The theoretical results are based on the asymptotic statistical behavior of large random networks. To see how the results work in smaller empirical networks, we run simulations on the networks from the RCT villages. We simulate a Susceptible-Infected-Susceptible (SIS) diffusion process for the cases of both simple and complex diffusion and compare outcomes as multiplexing is varied. In order to compare across similar-sized networks where only multiplexing is changing, we take a given village network and construct two-layer networks by combining different pairs of empirical networks (which end up empirically having different multiplexing rates), in a way we specify below. We then perform many diffusion simulations on these two-layer networks for each village.

More specifically, for each village, we begin by picking three empirical adjacency matrices representing different network layers sorted in decreasing order of their average out-degree: $A_{1}$, $A_{2}$, and $A_{3}$. We then pair $A_{1}$ with $A_{2}$ for one simulated diffusion, and $A_{1}$ with $A_{3}$ for the other. To ensure that the average out-degree is comparable across the networks, we prune at random the links in $A_{2}$ to match the average out-degree of $A_{3}$, resulting in a pruned network $A_{2}^{{}^{\prime}}$. We construct two multiplexed networks: $g^{\prime}$, by combining $A_{1}$ and $A_{2}^{{}^{\prime}}$, and $g$, by combining $A_{1}$ with the $A_{3}$. The process is presented in full detail in the Appendix (Algorithm 2).

The diffusion process (also presented in full detail in the appendix in Algorithm 1), is as follows. First, a susceptible node can get message transmissions from each infected neighbor in each layer, i.i.d., with probability $q$ in each period. Second, a susceptible node gets infected only if it receives at least $\tau\geq 1$ contacts in a given time period and the count resets in each time period. Third, in each period an infected node transitions back to being susceptible with probability $\delta$. We terminate the simulation when the share of infected nodes changes by less than a small threshold between consecutive iterations. In our simulations, we use $\tau=1$ for simple diffusion and $\tau=2$ for complex. In each simulation we set the number of randomly selected seeds in the initial period to be $\lfloor\sqrt{n}\rfloor$, where $n$ is the number of households in the network. For both, simple diffusion ($\tau=1$) as well as complex diffusion ($\tau=2$) we run simulations on a grid of $(q,\delta)\in[0.1,0.5]\times[0.1,0.5]$. We run the diffusion simulations $500$ times for each village across both multiplexed networks $g,g^{\prime}$ described above. We report the averages across all $70$ villages.

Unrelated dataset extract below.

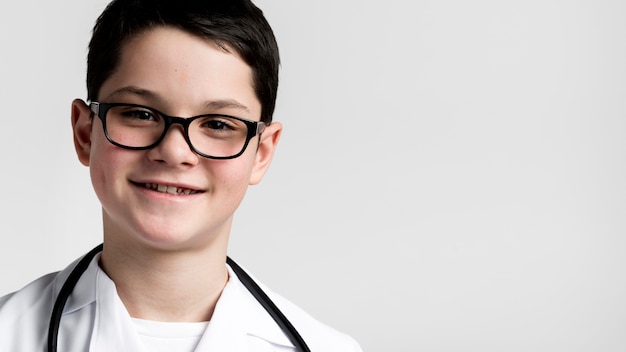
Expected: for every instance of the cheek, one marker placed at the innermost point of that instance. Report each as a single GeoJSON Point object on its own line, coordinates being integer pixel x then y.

Given that these are smaller networks, some simulations end up randomly having more or less diffusion in any given run across the two comparison networks. Thus, we tabulate the fraction of simulation runs for which more multiplexing is associated with more diffusion.

In Figure 6 we plot the fraction of simulation runs where more multiplexing leads to more diffusion against the extent of diffusion in the network $p$. In panel A, we plot the results for simple diffusion. We find that higher multiplexing is consistently associated with lower diffusion levels, as in our theoretical results.

In panel B we see the nonmonotonicity from the countervailing forces in complex diffusion that we mentioned in Section 3.3. We also see a confirmation of the theoretical results. At low levels of diffusion, the steady state diffusion is increasing in multiplexing, and for high diffusion levels, the steady state diffusion is decreasing in multiplexing.